The discount will apply to wholesale list prices and will be phased in over the next six to nine months. The pact also covers Valeant’s over-the-counter products.
The deal came after Valeant cut ties with Philidor Rx Services, a mail order pharmacy that had played a major part in stopping insurers and pharmacies from substituting lower-price alternatives for the manufacturer’s expensive dermatology drugs. Valeant ended its relationship with Philidor in October after concerns emerged about its practices and Valeant’s lack of transparency about its dealings with the pharmacy, which it had an option to buy. Philidor, which is closing, accounted for some 7% of Valeant’s revenue.
The 20-year agreement with Walgreens takes effect in the first quarter of this year and will initially cover Valeant’s dermatology products — including, most notably, Jublia for toenail fungus, Luzu, Solodyn for acne, Retin-A Micro Gel 0.08%, Onexton and Acanya Gel — and ophthalmology products including Besivance, Lotemax and Alrex. Valeant and Walgreens hope to expand the relationship to include other therapeutic categories over time.
The deal is designed to create a more efficient model to help lower costs while ensuring patients have convenient access to prescribed medications. Patients with commercial insurance can benefit from lower out-of-pocket costs, such as reduced co-pays — set to be as low as zero for some products initially — and the program will provide convenient access for patients who lack coverage. Because of government regulation, the cost sharing program will not be applicable to patients with government insurance.
“Walgreens is always looking for ways to expand the products and services people want and need, and our agreement with Valeant advances our commitment to creating a patient-led pharmacy experience,” said Walgreens president Alex Gourlay. “In addition to promoting pharmacist-patient interactions to improve care and medication adherence, this agreement creates a new direct distribution model that we believe will help increase efficiency.”
Walgreens and Valeant also entered into a separate agreement under which Valeant will distribute more than 30 branded products, where generics are available, in the dermatology, ophthalmology, gastrointestinal and neurology/other therapeutic areas through Walgreens at generic prices.
The reduced pricing for the branded products, which will be available beginning in the second half of 2016, is expected to range from 5% to 95% — a weighted average price decrease of more than 50%. The agreement covers such products as Aldara, Tiazac and Glumetza. The program will be available to all patients, including those with government coverage.

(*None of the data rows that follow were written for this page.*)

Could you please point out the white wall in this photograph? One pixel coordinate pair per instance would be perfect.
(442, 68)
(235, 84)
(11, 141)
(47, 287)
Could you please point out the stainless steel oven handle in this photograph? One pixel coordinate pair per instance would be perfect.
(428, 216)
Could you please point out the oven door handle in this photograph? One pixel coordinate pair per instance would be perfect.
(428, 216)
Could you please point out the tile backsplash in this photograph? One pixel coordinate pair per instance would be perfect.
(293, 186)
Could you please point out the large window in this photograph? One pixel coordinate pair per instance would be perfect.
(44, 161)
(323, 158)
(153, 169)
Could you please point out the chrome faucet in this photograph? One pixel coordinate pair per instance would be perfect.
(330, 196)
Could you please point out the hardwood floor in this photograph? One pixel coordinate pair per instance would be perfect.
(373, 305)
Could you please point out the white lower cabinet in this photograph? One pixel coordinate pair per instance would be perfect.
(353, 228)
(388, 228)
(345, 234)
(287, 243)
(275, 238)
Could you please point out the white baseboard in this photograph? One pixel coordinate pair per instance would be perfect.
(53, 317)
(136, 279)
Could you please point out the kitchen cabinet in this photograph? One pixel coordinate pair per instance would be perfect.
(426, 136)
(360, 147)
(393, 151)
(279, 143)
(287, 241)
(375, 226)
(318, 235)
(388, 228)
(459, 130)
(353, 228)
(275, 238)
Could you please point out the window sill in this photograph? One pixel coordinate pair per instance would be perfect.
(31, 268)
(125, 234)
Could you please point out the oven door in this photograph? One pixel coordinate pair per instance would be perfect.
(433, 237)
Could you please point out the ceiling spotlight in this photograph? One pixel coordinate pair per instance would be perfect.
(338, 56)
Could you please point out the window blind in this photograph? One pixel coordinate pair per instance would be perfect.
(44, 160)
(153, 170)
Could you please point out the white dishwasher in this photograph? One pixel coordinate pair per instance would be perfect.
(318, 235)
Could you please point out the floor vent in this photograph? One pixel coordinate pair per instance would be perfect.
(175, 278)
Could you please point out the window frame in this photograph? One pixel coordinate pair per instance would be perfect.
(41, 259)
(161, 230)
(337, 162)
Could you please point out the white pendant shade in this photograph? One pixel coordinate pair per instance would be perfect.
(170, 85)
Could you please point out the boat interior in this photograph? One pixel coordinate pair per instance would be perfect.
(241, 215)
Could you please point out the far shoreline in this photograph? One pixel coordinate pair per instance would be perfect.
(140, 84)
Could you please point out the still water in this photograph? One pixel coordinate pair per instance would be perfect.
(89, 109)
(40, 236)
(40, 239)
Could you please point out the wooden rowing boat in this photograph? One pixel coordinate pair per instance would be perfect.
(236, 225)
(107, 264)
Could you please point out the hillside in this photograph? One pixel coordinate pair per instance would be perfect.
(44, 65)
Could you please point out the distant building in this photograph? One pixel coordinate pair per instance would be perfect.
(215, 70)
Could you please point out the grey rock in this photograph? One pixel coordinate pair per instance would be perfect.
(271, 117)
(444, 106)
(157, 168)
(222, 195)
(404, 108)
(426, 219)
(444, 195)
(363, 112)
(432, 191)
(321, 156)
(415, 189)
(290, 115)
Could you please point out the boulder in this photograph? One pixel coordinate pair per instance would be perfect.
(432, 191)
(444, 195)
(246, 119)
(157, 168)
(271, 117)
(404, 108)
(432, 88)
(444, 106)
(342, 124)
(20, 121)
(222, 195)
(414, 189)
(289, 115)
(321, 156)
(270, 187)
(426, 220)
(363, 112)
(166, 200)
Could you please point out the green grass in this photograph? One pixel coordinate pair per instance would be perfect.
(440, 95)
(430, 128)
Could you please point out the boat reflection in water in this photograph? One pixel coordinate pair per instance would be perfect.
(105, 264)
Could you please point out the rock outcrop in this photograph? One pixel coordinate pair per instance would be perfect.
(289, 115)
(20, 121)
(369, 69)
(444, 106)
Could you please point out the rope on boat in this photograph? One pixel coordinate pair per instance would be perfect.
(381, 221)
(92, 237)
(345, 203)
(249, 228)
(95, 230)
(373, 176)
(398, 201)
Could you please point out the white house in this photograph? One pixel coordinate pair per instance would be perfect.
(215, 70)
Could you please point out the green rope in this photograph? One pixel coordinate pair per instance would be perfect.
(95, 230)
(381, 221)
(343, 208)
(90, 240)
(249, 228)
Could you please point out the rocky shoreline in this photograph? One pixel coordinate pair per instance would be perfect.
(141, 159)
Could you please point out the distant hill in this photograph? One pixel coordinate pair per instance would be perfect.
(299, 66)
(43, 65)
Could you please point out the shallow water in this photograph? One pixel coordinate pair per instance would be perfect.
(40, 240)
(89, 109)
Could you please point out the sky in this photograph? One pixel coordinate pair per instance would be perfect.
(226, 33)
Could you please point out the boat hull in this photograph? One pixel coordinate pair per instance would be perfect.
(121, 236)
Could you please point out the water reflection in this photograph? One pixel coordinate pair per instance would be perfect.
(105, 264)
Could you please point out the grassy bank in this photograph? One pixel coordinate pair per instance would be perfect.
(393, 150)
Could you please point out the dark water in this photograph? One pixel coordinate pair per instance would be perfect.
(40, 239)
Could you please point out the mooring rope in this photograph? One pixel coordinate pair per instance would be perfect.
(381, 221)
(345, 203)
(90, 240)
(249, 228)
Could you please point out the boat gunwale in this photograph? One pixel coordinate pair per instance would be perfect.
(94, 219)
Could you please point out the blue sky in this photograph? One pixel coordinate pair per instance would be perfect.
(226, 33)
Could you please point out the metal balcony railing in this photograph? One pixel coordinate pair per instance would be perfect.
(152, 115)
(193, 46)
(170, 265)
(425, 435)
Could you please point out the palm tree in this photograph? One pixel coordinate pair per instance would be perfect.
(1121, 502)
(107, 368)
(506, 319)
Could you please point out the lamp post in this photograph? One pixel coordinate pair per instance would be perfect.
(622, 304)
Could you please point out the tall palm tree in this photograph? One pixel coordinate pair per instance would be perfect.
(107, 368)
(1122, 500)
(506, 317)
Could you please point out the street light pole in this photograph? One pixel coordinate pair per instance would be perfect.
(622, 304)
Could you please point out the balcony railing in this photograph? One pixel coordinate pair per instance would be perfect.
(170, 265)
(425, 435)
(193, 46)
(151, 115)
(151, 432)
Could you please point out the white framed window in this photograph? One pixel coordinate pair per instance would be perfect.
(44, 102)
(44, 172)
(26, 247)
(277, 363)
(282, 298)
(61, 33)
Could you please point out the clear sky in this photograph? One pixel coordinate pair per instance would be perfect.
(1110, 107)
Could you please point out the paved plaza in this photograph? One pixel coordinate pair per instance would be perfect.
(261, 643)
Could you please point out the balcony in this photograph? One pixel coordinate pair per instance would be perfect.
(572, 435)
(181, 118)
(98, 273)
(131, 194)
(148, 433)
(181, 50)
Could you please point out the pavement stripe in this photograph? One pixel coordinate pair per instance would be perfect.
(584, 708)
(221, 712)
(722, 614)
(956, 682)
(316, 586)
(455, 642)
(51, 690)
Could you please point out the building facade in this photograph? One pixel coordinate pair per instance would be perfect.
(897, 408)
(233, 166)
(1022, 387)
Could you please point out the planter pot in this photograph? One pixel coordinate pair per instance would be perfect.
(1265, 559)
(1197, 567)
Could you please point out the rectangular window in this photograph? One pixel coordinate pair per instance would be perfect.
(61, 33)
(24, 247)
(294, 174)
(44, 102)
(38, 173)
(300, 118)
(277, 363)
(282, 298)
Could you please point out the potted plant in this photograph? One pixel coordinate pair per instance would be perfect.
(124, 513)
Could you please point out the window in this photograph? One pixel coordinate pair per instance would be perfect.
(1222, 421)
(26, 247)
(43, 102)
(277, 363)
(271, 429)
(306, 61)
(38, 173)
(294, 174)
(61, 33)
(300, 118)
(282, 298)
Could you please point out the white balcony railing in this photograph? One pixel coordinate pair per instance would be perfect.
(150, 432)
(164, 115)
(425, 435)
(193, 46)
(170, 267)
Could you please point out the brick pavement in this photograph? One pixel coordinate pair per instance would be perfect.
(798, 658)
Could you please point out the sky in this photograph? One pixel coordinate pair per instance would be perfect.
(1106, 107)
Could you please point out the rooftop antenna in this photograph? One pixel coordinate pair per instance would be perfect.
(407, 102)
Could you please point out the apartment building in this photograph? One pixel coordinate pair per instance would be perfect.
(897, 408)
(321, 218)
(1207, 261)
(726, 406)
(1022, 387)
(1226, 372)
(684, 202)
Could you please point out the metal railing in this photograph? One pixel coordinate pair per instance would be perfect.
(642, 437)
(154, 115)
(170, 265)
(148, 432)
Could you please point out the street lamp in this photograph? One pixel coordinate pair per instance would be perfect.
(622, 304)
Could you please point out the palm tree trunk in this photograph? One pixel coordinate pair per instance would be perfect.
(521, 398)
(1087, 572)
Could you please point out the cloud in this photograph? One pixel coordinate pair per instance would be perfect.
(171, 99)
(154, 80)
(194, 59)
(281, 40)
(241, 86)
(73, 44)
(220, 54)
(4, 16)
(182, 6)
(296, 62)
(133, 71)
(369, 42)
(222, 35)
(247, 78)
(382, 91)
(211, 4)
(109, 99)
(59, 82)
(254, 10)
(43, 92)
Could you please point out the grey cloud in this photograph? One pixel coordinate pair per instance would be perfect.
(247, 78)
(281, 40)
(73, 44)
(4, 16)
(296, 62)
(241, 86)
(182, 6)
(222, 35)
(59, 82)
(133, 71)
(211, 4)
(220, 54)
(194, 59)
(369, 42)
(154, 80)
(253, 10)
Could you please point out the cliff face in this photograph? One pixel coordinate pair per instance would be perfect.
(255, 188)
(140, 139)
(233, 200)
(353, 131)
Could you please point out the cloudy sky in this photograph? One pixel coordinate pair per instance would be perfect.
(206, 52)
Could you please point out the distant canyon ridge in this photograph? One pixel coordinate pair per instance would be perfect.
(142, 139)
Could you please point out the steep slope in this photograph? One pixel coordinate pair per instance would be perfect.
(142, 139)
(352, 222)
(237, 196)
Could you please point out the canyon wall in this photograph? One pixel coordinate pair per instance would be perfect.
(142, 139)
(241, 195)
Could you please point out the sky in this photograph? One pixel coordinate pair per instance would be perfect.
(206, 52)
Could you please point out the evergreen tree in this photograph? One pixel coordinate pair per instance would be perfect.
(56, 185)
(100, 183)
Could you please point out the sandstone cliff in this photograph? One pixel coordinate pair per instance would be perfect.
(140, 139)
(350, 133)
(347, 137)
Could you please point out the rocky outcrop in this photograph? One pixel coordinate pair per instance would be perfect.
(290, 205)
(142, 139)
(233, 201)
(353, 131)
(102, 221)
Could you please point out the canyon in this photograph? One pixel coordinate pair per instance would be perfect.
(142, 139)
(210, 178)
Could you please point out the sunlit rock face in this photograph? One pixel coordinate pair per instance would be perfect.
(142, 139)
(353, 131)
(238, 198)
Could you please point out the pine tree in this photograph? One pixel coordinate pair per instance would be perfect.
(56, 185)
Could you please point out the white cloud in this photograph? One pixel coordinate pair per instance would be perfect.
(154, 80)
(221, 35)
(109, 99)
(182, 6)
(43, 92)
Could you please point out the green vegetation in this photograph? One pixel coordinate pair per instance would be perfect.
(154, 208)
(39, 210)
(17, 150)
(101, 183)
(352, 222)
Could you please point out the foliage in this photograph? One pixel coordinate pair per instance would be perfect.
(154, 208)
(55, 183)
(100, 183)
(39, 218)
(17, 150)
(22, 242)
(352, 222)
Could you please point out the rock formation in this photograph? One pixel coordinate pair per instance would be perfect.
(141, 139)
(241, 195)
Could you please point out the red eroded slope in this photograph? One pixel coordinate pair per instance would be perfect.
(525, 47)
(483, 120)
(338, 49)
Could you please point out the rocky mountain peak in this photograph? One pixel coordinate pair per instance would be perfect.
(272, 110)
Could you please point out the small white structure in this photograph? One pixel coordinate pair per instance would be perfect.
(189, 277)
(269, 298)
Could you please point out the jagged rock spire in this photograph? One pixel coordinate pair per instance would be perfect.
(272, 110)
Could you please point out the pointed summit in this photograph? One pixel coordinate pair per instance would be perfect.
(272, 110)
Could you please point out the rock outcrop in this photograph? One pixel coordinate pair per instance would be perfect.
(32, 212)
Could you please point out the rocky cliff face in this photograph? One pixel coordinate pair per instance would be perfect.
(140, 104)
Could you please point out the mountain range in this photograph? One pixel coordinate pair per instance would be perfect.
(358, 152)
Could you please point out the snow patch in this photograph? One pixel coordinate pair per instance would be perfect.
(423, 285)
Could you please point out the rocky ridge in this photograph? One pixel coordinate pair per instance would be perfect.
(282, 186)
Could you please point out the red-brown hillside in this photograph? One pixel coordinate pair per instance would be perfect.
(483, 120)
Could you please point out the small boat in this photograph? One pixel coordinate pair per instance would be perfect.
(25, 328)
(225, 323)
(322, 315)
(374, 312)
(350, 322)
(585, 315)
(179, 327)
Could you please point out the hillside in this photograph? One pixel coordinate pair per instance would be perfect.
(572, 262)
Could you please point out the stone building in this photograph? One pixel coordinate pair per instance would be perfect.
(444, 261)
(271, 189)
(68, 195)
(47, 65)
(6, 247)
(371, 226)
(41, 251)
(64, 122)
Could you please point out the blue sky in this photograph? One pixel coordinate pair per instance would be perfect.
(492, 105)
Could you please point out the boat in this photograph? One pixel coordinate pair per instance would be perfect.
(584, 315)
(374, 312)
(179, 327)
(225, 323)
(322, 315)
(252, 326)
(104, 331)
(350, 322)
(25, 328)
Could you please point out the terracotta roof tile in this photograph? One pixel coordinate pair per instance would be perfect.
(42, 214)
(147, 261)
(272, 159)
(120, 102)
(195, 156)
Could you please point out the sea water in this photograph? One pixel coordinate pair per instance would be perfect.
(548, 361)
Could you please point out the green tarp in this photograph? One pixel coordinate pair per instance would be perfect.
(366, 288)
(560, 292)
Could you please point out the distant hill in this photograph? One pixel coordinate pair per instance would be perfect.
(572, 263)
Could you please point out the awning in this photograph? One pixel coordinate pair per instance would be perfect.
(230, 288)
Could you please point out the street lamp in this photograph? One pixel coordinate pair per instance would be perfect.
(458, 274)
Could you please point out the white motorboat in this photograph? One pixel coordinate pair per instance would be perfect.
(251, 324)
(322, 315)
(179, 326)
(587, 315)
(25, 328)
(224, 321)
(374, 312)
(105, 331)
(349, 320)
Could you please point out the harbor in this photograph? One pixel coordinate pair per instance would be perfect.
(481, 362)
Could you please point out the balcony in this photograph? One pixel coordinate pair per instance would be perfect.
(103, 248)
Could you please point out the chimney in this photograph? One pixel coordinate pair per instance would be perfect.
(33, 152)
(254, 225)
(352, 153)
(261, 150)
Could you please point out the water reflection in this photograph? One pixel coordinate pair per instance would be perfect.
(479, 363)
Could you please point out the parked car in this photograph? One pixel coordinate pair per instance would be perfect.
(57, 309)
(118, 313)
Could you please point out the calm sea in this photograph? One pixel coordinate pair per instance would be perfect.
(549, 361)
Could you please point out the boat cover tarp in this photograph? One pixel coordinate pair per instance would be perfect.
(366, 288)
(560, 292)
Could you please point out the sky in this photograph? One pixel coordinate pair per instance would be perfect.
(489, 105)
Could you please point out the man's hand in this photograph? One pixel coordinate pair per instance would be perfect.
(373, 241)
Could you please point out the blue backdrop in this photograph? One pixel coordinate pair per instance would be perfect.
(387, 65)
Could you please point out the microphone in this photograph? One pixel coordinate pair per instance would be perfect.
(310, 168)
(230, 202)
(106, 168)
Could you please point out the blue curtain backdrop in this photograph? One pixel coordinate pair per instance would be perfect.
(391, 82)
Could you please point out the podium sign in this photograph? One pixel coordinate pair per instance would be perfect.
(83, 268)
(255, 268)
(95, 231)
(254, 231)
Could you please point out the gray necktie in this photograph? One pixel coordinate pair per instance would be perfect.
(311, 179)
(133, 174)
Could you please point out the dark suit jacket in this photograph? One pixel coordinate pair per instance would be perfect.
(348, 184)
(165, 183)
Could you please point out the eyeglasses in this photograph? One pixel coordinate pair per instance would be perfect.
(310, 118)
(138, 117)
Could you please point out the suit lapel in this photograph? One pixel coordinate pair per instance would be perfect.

Valeant expects the price decreases across both programs, when fully implemented, to provide up to $600 million in annual savings to the health care system. This number is derived from calculating the 10% reduction in average selling price (ASP) of Valeant’s dermatology and ophthalmology brands, multiplied by 2015 volume, plus the estimated 50% price reduction in ASP of Valeant’s branded products to the current reimbursed generic equivalent at 2015 volumes.
“We have listened to what the marketplace is saying, and we’ve taken positive steps to respond,” said J. Michael Pearson, chairman and chief executive officer of Valeant. He said the generic pricing for branded drugs “is good for consumers, good for physicians and good for the health care system.”
CVS Health president and CEO Larry Merlo criticized the deal as “another example of Valeant attempting to circumvent what PBMs do for payers.”
“These actions ultimately drive up costs for payers when you think about the use of prescription co-payment programs,” Merlo said at CVS’ Analyst Day.